The Pink Panther Strikes Again
(1976, Edwards) ***
This is the one most people are familiar with, because for a while it was all over cable TV like a rash. Continues the story from the end of The Return of the Pink Panther
, featuring the now-insane Chief Inspector Dreyfus creating a crime syndicate and constructing a doomsday weapon with the intention of using it to blackmail the world to kill Clouseau. Notable for the Oscar-nominated song “Come to Me,” sung by Tom Jones (Thunderball
). The film was a hit and it has a lot of funny stuff in it—but the Law of Diminishing Returns was already noticeably beginning to take effect.

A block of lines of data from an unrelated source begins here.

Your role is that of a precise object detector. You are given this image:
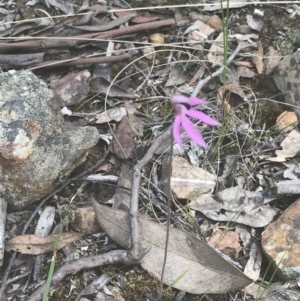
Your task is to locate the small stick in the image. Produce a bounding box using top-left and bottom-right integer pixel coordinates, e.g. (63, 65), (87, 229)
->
(27, 250), (136, 301)
(128, 129), (171, 261)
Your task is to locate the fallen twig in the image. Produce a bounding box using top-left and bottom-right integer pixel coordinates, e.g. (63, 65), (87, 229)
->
(0, 19), (175, 53)
(0, 150), (109, 300)
(128, 129), (171, 260)
(30, 54), (132, 70)
(27, 250), (136, 301)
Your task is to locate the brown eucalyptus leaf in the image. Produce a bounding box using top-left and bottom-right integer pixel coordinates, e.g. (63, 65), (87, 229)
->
(110, 114), (143, 159)
(190, 187), (278, 228)
(93, 201), (251, 294)
(5, 232), (84, 255)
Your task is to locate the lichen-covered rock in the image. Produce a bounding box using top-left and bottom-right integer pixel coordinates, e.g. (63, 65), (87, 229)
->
(0, 71), (99, 209)
(261, 199), (300, 279)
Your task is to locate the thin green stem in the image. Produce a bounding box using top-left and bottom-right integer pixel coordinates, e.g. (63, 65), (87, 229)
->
(157, 134), (174, 301)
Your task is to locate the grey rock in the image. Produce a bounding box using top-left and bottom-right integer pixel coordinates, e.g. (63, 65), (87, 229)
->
(0, 70), (99, 209)
(274, 51), (300, 119)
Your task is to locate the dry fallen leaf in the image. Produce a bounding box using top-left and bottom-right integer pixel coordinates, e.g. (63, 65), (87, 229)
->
(264, 46), (282, 74)
(165, 65), (188, 87)
(276, 111), (298, 132)
(5, 232), (84, 255)
(110, 114), (143, 159)
(93, 201), (251, 294)
(252, 42), (264, 74)
(236, 66), (256, 78)
(150, 33), (165, 44)
(189, 187), (277, 228)
(268, 129), (300, 162)
(209, 230), (243, 259)
(207, 32), (224, 67)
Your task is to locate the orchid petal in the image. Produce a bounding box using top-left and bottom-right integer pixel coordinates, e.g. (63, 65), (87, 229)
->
(171, 95), (189, 104)
(188, 96), (207, 107)
(185, 110), (220, 125)
(173, 115), (183, 149)
(180, 116), (206, 148)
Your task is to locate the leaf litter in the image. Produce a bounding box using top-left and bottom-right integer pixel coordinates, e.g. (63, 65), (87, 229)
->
(0, 1), (300, 295)
(93, 202), (251, 294)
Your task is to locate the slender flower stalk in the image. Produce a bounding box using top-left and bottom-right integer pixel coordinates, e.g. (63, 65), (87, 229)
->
(171, 95), (220, 149)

Revenge of the Pink Panther
(1978, Edwards) **
By now Edwards and Sellers hated each other, so this movie concentrates on big physical gags and slapstick shtick where the aging actor could be replaced by a stuntman. Needless to say, it is not exactly what I would call “classy” or “elegant” or “sophisticated.” It is intermittently hilarious, however, and it was successful at the box office. Peter Sellers died in 1980, before production began on the planned “Romance of the Pink Panther.”
The After Death Trilogy:
Trail of the Pink Panther
(1982, Edwards) **
Reporter Joanna Lumley (On Her Majesty’s Secret Service
) investigates the disappearance of Inspector Clouseau. This movie is bad, but it functions as a Greatest Hits compilation reel of Peter Sellers in action, so I’m giving it 2 stars anyway. Good to see David Niven and Capucine again, too.
Curse of the Pink Panther
(1983, Edwards) *
Introduces Ted Wass as inept American detective Clifton Sleigh, assigned to find the missing Inspector Clouseau. This movie is just as bad as Trail of…

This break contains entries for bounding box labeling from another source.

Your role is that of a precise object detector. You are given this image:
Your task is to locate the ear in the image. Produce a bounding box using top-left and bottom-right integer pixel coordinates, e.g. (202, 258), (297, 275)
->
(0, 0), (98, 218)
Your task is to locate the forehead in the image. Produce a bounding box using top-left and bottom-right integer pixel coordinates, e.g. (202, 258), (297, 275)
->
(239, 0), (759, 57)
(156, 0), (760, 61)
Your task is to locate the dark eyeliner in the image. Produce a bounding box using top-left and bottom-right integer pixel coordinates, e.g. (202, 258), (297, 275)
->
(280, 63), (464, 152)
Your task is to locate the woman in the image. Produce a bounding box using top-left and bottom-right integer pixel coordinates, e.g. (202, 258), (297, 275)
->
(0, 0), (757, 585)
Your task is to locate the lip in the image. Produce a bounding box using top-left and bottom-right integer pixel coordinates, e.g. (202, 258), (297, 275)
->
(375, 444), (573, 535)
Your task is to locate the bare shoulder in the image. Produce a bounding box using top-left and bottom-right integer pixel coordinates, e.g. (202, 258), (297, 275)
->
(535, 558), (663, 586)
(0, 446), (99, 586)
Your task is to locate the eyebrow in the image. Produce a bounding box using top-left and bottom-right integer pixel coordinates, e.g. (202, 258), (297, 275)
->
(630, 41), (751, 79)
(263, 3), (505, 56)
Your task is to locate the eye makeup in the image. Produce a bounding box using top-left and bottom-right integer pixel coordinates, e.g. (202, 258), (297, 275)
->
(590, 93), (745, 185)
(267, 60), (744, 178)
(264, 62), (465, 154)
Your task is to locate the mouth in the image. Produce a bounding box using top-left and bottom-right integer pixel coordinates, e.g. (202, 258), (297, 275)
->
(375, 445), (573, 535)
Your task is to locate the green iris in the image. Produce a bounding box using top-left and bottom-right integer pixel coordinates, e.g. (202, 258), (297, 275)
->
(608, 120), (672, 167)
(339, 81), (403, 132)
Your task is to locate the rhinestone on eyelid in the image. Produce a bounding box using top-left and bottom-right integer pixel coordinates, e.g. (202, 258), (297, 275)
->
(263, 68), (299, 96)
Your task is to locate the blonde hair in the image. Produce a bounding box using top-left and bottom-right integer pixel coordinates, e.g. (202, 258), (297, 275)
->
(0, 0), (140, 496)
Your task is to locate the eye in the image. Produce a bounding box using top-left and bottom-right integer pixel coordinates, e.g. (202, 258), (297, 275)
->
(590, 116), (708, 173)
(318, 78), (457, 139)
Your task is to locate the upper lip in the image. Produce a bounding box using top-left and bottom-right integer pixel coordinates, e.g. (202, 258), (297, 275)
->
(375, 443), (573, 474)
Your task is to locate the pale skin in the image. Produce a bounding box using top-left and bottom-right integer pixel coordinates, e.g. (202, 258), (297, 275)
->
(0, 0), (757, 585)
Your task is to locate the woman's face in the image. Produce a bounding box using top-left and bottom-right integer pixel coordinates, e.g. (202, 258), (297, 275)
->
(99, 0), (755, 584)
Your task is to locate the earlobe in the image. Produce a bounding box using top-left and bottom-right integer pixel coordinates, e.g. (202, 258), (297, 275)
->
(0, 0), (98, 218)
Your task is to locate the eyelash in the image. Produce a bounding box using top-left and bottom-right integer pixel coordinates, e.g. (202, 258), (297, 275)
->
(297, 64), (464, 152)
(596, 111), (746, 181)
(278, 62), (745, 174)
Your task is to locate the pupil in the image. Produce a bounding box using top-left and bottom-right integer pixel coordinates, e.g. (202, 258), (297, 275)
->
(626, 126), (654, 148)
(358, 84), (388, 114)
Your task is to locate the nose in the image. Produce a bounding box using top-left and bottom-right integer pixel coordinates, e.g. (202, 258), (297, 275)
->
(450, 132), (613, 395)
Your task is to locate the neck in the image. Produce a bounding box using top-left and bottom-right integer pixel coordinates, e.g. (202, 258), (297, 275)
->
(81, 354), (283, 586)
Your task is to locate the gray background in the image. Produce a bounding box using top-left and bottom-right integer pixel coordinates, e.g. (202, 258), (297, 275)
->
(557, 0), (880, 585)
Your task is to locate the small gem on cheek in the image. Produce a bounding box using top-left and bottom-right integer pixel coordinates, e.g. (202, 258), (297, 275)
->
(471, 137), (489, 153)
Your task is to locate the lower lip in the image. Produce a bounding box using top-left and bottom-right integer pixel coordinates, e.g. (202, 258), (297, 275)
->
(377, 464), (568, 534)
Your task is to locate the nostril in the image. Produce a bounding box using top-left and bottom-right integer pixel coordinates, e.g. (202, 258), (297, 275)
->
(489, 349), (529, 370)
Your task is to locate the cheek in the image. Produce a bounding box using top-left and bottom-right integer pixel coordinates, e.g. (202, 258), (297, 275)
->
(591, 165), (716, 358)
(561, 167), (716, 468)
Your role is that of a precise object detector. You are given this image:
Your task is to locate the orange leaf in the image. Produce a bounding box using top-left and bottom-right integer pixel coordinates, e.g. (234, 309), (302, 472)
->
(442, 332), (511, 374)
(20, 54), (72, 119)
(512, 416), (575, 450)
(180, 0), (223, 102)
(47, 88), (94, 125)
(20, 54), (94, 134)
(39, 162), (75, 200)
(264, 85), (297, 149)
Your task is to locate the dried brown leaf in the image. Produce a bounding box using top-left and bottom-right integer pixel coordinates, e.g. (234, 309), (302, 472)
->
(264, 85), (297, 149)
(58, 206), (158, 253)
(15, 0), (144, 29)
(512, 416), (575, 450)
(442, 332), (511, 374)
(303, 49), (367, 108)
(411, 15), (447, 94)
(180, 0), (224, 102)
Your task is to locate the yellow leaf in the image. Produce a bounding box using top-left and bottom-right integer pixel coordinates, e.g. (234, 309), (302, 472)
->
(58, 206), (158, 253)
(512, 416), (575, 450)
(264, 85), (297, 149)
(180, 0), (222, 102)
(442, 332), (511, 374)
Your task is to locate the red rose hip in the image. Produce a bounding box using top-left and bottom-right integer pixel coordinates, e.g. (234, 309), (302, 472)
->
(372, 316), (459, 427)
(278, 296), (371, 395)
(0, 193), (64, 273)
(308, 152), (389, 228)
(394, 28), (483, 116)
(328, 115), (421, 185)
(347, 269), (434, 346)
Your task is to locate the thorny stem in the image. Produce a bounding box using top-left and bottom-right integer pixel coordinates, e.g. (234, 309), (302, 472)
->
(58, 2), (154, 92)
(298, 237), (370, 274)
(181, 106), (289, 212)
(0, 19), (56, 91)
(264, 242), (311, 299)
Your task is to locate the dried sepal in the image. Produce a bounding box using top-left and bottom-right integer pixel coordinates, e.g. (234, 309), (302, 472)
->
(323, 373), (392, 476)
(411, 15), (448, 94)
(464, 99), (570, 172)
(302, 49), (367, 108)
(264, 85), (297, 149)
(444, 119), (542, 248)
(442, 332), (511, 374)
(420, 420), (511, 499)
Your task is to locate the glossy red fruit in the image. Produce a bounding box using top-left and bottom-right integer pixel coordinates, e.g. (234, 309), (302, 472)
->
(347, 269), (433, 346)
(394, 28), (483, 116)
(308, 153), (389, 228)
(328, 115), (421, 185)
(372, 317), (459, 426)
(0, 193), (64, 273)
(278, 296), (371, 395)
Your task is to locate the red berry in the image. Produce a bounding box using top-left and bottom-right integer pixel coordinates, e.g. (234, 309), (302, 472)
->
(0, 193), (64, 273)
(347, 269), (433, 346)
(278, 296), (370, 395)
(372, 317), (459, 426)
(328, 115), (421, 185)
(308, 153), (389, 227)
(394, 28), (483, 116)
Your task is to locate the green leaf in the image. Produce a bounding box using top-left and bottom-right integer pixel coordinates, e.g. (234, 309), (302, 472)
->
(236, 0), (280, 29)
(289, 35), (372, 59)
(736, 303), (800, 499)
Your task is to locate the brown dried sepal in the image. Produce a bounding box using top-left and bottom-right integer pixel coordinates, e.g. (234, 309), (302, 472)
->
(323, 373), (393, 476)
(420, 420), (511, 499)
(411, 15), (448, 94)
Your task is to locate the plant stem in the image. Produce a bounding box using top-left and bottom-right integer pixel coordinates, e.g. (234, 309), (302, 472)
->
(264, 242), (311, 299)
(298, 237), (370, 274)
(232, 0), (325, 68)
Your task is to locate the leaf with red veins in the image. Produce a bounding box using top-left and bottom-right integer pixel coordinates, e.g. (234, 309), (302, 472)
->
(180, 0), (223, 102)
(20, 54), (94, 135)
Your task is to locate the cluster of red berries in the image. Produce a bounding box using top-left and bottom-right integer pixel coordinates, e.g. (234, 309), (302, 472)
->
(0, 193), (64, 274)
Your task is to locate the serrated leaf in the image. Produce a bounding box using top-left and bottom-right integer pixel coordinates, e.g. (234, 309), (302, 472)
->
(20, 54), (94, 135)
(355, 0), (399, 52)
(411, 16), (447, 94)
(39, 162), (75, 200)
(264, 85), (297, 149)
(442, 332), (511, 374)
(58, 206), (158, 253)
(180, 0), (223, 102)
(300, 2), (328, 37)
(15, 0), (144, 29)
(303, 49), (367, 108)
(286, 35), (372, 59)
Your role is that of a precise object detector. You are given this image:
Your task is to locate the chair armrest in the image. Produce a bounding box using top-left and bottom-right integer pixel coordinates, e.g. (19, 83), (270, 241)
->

but without the redeeming virtue of Peter Sellers flashbacks—so it only gets 1 star, and that star is for David Niven, who classes up even the cheesiest of cheeseburgers (I’m looking at you, Murder By Death
). This was to be Niven’s final film performance, which is a shame. Capucine and Robert Wagner also turn up. The movie was a box-office bomb and earned unanimously scathing reviews.
Son of the Pink Panther
(1993, Edwards) ZERO STARS
This movie stinks on ice. Italian clown Roberto Benigni (Life Is Beautiful
) takes on the role of Jacques Clouseau Junior. This movie was a box-office fiasco everywhere except in Italy, and earned unanimously scathing reviews. After this picture, director Blake Edwards retired from filmmaking for keeps, and composer Henry Mancini just went ahead and died.
And that should be the end of things… but wait! There’s more!!

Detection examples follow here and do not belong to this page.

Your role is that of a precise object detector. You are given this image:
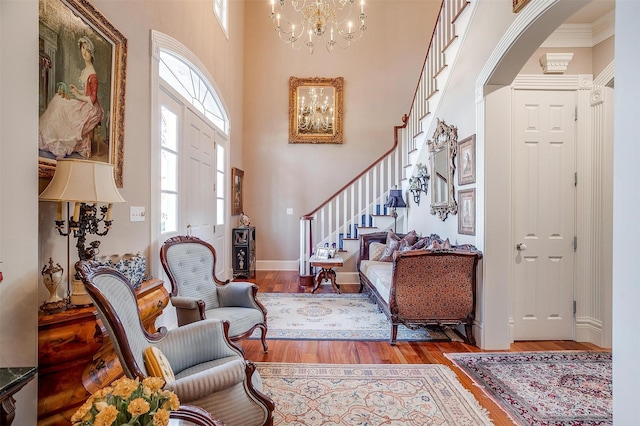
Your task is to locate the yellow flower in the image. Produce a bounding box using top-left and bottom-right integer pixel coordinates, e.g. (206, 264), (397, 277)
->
(71, 401), (93, 424)
(153, 408), (169, 426)
(71, 377), (180, 426)
(94, 401), (109, 411)
(94, 405), (118, 426)
(127, 398), (151, 416)
(90, 386), (113, 402)
(159, 391), (180, 410)
(113, 377), (140, 398)
(142, 377), (164, 393)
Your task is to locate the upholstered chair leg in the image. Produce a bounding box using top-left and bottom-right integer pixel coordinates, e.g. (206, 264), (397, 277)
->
(260, 326), (269, 354)
(464, 321), (476, 345)
(391, 322), (398, 346)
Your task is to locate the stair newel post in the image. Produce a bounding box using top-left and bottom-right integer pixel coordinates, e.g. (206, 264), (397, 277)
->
(298, 216), (313, 287)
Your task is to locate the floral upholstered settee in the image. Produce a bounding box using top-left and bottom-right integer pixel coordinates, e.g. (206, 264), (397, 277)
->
(358, 231), (482, 345)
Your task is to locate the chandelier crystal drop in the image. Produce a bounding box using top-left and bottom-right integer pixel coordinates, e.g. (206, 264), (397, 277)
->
(298, 87), (334, 134)
(269, 0), (367, 53)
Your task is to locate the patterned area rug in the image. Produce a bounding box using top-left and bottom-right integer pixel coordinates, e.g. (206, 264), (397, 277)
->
(447, 351), (613, 426)
(256, 362), (493, 426)
(251, 293), (462, 342)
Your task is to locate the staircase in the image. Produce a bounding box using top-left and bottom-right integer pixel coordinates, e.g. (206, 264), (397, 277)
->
(299, 0), (477, 283)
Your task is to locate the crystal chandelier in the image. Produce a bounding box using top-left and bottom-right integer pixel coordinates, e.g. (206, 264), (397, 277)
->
(269, 0), (367, 53)
(298, 87), (334, 134)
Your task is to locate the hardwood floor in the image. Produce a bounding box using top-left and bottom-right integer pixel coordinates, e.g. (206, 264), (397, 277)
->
(241, 271), (608, 426)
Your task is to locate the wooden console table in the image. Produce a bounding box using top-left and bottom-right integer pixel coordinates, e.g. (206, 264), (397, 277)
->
(309, 256), (344, 294)
(38, 279), (169, 426)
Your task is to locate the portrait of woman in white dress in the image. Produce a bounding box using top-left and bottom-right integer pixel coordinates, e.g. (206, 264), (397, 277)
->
(38, 36), (104, 159)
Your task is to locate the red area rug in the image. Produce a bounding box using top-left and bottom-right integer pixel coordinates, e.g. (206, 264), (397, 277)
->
(447, 351), (613, 426)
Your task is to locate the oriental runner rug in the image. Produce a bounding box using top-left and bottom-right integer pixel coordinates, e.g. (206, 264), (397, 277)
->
(251, 293), (463, 342)
(256, 362), (493, 426)
(445, 351), (613, 426)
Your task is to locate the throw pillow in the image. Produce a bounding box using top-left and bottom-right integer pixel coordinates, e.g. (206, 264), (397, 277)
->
(398, 231), (418, 251)
(427, 238), (451, 250)
(369, 243), (385, 260)
(143, 346), (176, 383)
(378, 231), (401, 262)
(408, 237), (427, 250)
(380, 231), (418, 262)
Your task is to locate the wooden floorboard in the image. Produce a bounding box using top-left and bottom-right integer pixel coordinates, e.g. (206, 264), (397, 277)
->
(236, 271), (608, 426)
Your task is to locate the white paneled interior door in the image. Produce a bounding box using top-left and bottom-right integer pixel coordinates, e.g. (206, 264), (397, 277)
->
(513, 90), (576, 340)
(181, 108), (225, 273)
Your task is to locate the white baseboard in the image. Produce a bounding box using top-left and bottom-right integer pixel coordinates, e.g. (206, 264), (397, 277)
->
(256, 260), (300, 271)
(576, 317), (607, 347)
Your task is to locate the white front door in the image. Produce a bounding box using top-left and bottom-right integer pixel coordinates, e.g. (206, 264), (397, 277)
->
(513, 90), (576, 340)
(182, 108), (226, 279)
(160, 87), (226, 279)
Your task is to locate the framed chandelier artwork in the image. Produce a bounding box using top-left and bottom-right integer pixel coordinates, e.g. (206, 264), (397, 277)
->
(289, 77), (344, 144)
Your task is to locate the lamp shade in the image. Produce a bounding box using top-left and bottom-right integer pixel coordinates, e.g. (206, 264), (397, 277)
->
(40, 159), (125, 203)
(384, 189), (407, 207)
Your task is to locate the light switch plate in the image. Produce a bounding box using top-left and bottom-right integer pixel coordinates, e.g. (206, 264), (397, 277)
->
(129, 206), (145, 222)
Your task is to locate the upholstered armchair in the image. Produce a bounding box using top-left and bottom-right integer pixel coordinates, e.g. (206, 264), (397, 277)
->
(76, 261), (275, 426)
(160, 236), (268, 353)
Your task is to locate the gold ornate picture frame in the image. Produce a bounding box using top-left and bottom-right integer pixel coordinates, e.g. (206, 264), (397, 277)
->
(458, 188), (476, 235)
(289, 77), (344, 144)
(38, 0), (127, 188)
(231, 167), (244, 216)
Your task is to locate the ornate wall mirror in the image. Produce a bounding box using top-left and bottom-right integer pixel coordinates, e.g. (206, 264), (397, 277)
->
(427, 119), (458, 220)
(289, 77), (344, 143)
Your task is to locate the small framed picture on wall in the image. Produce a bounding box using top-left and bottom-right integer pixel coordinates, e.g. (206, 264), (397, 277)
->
(458, 188), (476, 235)
(458, 135), (476, 185)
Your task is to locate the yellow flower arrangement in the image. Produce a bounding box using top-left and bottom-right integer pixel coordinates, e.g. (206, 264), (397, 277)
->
(71, 377), (180, 426)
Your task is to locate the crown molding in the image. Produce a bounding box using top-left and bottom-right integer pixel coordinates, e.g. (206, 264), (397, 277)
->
(541, 11), (615, 47)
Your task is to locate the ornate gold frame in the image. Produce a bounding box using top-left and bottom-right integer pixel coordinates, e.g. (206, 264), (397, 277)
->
(231, 167), (244, 216)
(289, 77), (344, 143)
(38, 0), (127, 188)
(427, 118), (458, 221)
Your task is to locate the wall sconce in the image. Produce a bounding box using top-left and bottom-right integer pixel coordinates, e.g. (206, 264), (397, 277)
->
(409, 163), (431, 205)
(40, 159), (125, 305)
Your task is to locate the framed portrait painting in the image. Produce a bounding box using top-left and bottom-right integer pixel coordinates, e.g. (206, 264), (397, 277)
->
(458, 188), (476, 235)
(231, 167), (244, 216)
(458, 135), (476, 185)
(38, 0), (127, 188)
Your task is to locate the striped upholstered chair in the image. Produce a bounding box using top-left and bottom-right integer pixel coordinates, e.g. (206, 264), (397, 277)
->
(76, 261), (275, 426)
(160, 235), (268, 353)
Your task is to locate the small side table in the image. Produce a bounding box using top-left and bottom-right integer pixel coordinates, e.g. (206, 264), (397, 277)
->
(0, 367), (38, 426)
(309, 256), (344, 294)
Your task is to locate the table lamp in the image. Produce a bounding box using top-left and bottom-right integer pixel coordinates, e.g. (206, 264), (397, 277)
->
(384, 189), (407, 232)
(39, 159), (125, 305)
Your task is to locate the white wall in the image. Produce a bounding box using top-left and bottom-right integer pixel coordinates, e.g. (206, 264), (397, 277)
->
(613, 0), (640, 425)
(0, 0), (41, 425)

The Modern Reboot Trilogy:
The Pink Panther
(2006, Shawn Levy; Cheaper by the Dozen
I’m giving this movie 3 stars because, well, because I really like Steve Martin—and while his take on Inspector Clouseau is not a patch on Peter Sellers, at least he does his own version of the character and not just a Peter Sellers impersonation, like Alan Arkin did. Plus, this was the first film since 1975 to actually feature the Pink Panther Diamond. It’s not a great film, but it is better than your average Pink Panther movie. It made money despite mediocre reviews.
The Pink Panther 2
(2009, Harald Zwart; Agent Cody Banks
An inferior sequel to a movie that’s not actually as bad as everyone says, it is itself surprisingly not as bad as expected. Steve Martin is funny as always, and once again good use is made of the Pink Panther Diamond as a McGuffin. Did not make much money and got generally poor reviews.
The Pink Panther 3:
Due to the underperformance of PP2
at the box office, and third part is not forthcoming.
So, how would YOU rank the Pink Panthers?